Well, it isn't strange that I found some ideas of Morrie similar to what I think, as we both read Erich Fromm.
Fromm wrote books with a scholarly attitude, and I must admit you'd find it boring if you don't have the will to get the knowledge.

The first time, I have learnt forgiving the others. And myself.
You also have to indulge in negative feelings in order to overcome them. This was what I read later in psychology books. Morrie had made it clear in his book before.
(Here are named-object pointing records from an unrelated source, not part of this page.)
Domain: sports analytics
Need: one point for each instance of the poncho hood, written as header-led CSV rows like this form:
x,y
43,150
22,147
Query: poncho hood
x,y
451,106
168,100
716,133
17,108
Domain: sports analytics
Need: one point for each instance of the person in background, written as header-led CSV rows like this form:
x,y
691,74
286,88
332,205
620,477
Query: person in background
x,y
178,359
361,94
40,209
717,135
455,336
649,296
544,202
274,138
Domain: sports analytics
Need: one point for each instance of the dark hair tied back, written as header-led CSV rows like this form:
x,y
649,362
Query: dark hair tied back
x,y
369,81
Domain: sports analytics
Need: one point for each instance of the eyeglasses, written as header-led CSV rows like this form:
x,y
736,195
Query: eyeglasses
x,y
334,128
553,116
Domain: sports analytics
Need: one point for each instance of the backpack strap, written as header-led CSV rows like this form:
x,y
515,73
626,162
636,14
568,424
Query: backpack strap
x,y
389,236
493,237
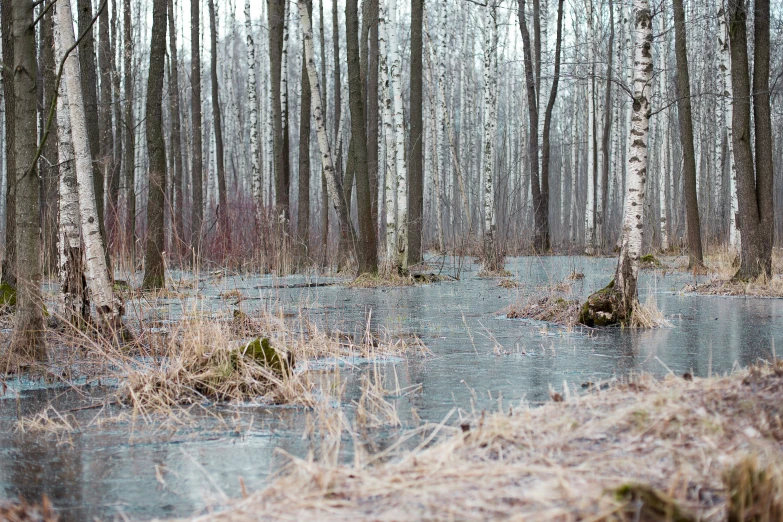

This time I think it's wise to look past pride and vanity. Sometimes people disappoint you, but that doesn't mean you have to act aloof to show them you're pissed off. It's detrimental for both you and him/her, because the person would be worrying and feeling sorry( which is an intended result?),  while you don't feel that superior either. You might, in the beginning, but later on you will find it hard to mend the relationship.
Of course, if people don't care about you much, it's stupid to keep pestering them( I'm not pestering though). If you don't have the rapport, then why make it tough for both sides just to communicate when you do it reluctantly?
Try to reflect on yourself too. Maybe something in you changed that made them turn away. ( Personally I think a true friend would advice you instead of letting you go)
If you act aloof but you don't even upset the person then you are more than a loser. Laugh.
We have our own life. If you aren't getting responses from someone, then forget it. Move on. You'll be getting new friends anyway.
It's not cold-hearted. Sometimes people made us do so. It's kinda sad.
And, if they eventually come back to make peace, don't turn them down. A friend is better than an enemy. But maybe we're not putting trust in them anymore.

The conclusion is, don't bear ill feelings towards others. When years pass, and we both know time heals and death equalizes, you would probably be looking at the past with a different attitude. Nothing would matter then, so why burden yourself so much now?